Anyway, it wasn’t long before two jeeps turned up at the border, and Israeli soldiers got out. We waited for the inevitable, and it came – a short burst of shooting only broadly in our general direction. The women working on the ground tensed up and waited. But that turned out to be it. The soldiers got back in the jeeps, and the jeeps drove off again. Some hours later, lots of lentils were picked, the sun was high, everyone was relaxed, and the morning was a success. You can see my colleage G’s Youtube footage of the brief shooting, which he has cheekily finished with a minute or two of me and E entertaining ourselves with some of the dubke dance steps we’ve learnt. You can also find a report of the day and archived articles and videos at the new blog Gaza ISMers have created to support the campaign to protect Gaza farmers, at http://farmingunderfire.blogspot.com/. Please tell your friends.

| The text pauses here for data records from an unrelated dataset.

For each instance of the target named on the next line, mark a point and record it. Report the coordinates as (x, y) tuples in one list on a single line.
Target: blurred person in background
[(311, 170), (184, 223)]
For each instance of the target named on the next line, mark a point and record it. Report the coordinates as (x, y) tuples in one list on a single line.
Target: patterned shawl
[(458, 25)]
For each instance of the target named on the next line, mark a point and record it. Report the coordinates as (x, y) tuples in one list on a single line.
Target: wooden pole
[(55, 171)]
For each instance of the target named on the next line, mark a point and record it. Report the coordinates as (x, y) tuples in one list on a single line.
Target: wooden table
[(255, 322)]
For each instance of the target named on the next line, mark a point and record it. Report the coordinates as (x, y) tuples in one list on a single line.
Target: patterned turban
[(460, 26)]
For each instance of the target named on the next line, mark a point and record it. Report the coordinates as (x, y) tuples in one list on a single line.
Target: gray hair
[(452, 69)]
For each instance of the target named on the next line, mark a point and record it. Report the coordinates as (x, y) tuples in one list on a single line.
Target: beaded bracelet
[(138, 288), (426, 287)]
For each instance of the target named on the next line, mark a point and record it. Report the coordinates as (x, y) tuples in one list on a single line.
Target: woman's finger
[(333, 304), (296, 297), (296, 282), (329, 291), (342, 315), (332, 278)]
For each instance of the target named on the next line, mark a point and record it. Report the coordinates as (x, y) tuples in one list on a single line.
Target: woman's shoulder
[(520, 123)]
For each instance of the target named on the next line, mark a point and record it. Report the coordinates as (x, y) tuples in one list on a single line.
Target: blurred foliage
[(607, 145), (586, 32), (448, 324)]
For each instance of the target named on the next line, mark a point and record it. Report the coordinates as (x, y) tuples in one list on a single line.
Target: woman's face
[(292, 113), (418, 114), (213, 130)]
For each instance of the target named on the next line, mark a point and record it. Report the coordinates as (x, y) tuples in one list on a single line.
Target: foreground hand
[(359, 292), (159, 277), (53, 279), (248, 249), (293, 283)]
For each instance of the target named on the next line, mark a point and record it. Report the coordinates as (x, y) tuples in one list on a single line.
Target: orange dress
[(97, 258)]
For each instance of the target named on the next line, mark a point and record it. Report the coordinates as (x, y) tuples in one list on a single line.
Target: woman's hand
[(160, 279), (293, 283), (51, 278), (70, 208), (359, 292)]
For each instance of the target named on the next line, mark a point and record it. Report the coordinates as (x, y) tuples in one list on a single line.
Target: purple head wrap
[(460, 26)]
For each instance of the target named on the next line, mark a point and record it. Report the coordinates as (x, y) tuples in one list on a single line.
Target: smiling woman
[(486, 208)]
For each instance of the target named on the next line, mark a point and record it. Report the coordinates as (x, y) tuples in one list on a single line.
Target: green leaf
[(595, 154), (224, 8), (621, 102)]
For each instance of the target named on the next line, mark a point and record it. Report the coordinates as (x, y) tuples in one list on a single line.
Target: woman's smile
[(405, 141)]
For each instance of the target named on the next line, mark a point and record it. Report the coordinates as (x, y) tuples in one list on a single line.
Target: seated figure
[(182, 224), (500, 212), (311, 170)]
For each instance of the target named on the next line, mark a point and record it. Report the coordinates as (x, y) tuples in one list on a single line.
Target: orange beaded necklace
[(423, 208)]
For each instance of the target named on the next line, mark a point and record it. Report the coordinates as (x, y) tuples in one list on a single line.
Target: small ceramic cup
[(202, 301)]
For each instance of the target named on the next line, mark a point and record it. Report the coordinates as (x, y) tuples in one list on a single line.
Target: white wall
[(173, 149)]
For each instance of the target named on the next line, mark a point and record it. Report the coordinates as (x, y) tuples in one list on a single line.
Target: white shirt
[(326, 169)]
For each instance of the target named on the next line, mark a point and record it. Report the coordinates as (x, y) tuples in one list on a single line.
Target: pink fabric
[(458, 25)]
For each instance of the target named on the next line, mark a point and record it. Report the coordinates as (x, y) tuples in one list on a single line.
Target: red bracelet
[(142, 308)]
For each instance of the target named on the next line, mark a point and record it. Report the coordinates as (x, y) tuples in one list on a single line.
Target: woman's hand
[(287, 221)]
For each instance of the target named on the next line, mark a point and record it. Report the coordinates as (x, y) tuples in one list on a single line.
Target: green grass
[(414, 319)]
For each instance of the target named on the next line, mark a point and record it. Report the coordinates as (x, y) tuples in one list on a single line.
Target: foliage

Later we heard that in Maghazi camp, two fighters were killed, 2 injured, and an Israeli soldier was injured and an Israeli jeep destroyed. I texted Dr Halid and asked how the little girls were. “My children are used to bombing now”, he replied resignedly. I can’t help but feel like the resistance fighters took the fire for us today. If Israel hadn’t been busy shooting at them, from past experience it seems a sure thing they would have stuck round to shoot at us, like they had at the same farmers in the same place the day before. I guess that’s why the resistance is called the resistance.

Later that afternoon, V and I were sitting smoking shisha, looking out at the sea, and gunfire got our attention again. Squinting, we spotted another Israeli gunship, tormenting another Palestinian fishing boat. The gunboat alternated tightly circling the fishing boat with drive-by shooting; we could see the spray as the bullets hit the water. It reminded me of nothing more than a cat playing with a mouse. This was still going on several hours later when we left.

Today, E heard that yesterday a woman she visited in Al Shifa hospital, Ghada, the 21 year old mum of two little girls, finally died in an Egyptian hospital of her horrendous white phosphorous burns. Before she was sent out to Egypt she gave her testimony to my friend M, one of the Al Quds Red Crescent workers, and it is posted here on the B’T Selem website. Please read it. It’s the least we can do.

Oh…and Israel dropped its internal investigation into possible war crimes by the Israeli army in the Dec/Jan attacks.